The Audit Committee shall make regular reports to the Board.
The Audit Committee shall:
1. Review and reassess the adequacy of this Charter annually and
recommend any proposed changes to the Board for approval.
2. Review the annual audited financial statements with management,
including major issues regarding accounting and auditing principles
and practices as well as the adequacy of internal controls that could
significantly affect the Company's financial statements.
3. Review any analysis prepared by management and the independent auditor
of significant financial reporting issues and judgements made in
connection with the preparation of the Company's financial statements.
4. Review with management and the independent auditor the Company's
quarterly financial statements prior to the filing of its Form 10-Q.
5. Meet periodically with management to review the Company's major
financial risk exposures and the steps management has taken or
proposes to take monitor and control such exposures.
6. Review major changes to the Company's auditing and accounting
principles and practices as suggested by the independent auditor,
internal auditors or management.
7. Recommend to the Board the appointment of the independent auditor,
which firm is ultimately accountable to the Audit Committee and the
Board.
8. Approve the fees to be paid to the independent auditor.
9. Receive periodic reports from the independent auditor regarding the
auditor's independence, discuss such reports with the auditor and, if
so determined by the Audit Committee, recommend that the Board take
appropriate action to satisfy itself of the independence of the
auditor.
10. Evaluate together with the Board the performance of the independent
auditor and, if so determined by the Audit Committee, recommend that
the Board replace the independent auditor.
11. Review the appointment and replacement of the senior internal auditing
executive.
12. Review the significant reports to management prepared by the internal
auditing department and management's responses.
13. Meet with the independent auditor prior to the audit to review the
planning and staffing of the audit.
14. Obtain from the independent auditor assurance that Section10A of the
Securities Exchange Act of 1934 has not been implicated.
15. Obtain reports from management, the Company's senior internal auditing
executive and the independent auditor that the Company's subsidiaries
and foreign affiliated entities are in conformity with applicable
legal requirements.
16. Discuss with the independent auditor the matters required to be
discussed by the Statement on Auditing Standards No. 61 relating to
the conduct of the audit.
17. Review with the independent auditor any problems or difficulties the
auditor may have encountered and any management letter provided by the
auditor and the Company's response to that letter.
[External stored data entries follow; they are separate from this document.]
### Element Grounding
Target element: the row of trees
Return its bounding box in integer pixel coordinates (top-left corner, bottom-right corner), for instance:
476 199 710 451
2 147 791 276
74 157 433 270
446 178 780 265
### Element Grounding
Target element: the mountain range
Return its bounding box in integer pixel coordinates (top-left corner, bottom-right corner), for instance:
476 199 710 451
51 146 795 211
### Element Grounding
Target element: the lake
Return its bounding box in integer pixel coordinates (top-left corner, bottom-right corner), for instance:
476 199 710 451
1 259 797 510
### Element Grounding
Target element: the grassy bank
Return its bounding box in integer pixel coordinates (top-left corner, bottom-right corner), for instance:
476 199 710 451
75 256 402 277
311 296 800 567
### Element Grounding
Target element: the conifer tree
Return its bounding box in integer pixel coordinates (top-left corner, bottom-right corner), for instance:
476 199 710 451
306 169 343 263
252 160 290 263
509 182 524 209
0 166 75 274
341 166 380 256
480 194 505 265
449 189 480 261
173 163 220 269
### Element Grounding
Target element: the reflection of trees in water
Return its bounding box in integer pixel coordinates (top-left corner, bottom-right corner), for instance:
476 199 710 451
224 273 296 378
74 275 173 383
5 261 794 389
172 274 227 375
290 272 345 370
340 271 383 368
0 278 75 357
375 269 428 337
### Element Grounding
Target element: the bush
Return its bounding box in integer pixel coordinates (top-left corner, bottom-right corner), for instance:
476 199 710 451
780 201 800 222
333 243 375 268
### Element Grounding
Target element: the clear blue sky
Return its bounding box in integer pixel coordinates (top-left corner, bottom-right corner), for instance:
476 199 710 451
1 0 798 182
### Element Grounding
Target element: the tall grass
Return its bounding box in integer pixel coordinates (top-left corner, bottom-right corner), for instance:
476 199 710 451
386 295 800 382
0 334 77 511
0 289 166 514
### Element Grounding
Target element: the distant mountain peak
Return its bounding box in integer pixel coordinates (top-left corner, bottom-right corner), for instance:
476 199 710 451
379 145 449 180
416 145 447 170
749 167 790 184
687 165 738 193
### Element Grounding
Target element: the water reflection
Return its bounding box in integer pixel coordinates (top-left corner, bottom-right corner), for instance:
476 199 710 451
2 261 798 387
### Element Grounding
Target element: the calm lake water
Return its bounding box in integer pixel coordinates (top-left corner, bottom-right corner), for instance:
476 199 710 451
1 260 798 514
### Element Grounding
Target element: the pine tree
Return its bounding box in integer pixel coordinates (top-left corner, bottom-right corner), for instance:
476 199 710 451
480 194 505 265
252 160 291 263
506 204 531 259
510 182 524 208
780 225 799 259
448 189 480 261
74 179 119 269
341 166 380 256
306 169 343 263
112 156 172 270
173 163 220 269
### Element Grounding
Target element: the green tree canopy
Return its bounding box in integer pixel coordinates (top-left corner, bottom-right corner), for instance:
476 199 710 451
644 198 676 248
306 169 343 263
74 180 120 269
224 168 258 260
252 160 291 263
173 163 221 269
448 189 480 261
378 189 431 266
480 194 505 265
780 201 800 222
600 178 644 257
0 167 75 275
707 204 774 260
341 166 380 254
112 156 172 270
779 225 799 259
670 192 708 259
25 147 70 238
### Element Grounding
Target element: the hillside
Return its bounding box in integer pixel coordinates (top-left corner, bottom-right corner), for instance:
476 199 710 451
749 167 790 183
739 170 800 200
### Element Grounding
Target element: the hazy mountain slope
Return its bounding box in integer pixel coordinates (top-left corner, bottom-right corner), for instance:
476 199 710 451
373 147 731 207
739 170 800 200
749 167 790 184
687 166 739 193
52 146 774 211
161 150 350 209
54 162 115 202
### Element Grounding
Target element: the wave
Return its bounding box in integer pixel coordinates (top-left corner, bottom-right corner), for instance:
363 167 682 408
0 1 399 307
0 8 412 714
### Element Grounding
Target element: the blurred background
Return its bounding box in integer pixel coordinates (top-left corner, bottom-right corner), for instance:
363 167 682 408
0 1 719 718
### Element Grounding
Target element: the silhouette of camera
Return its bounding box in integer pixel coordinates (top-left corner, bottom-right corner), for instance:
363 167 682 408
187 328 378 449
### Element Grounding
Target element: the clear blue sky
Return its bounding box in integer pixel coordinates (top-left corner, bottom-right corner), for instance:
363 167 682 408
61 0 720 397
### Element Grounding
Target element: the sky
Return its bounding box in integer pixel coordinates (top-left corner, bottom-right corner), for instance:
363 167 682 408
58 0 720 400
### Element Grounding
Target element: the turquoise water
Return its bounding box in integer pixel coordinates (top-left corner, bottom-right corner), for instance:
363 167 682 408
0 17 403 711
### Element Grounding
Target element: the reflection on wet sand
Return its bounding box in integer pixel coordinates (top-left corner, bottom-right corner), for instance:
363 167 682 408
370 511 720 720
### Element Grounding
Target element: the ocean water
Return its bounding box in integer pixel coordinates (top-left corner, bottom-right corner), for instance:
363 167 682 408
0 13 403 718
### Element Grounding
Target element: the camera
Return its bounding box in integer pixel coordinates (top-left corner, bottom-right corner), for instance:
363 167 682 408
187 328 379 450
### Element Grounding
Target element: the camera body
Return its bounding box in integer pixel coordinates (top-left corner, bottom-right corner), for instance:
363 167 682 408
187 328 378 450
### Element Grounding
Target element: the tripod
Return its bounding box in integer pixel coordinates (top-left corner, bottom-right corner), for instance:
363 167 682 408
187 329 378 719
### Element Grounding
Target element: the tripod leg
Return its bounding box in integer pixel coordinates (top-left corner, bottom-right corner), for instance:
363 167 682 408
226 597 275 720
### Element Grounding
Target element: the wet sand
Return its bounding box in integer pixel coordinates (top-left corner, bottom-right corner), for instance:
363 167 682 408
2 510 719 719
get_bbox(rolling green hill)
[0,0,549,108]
Such review should
include:
(a) Any difficulties encountered in the course of the audit work,
including any restrictions on the scope of activities or access
to required information.
(b) Any changes required in the planned scope of the internal audit.
(c) The internal audit department responsibilities, budget and
staffing.
18. Prepare the report of the Audit Committee required by the rules of the
Securities and Exchange Commission to be included in the Company's
annual proxy statement.
19. Advise the Board with respect to the Company's policies and procedures
regarding compliance with applicable laws and regulations and accepted
business practices and ethics.
20. Review with the Company's General Counsel legal matters that may have
a material impact on the financial statements, the Company's
compliance policies and any material reports or inquires received from
regulators or governmental agencies.
21. Meet at least annually with the chief financial officer, the senior
internal auditing executive and the independent auditor in separate
executive sessions.
While the Audit Committee has the responsibilities and powers set forth in
this Charter, it is not the duty of the Audit Committee to plan or conduct
audits or to determine that the Company's financial statements are complete and
accurate and are in accordance with generally accepted accounting principles.
This is the responsibility of management and the independent auditor. It is also
not the duty of the Audit Committee to conduct investigations, to resolve
disagreements, if any, between management and the independent auditor or to
assure compliance with laws and regulations.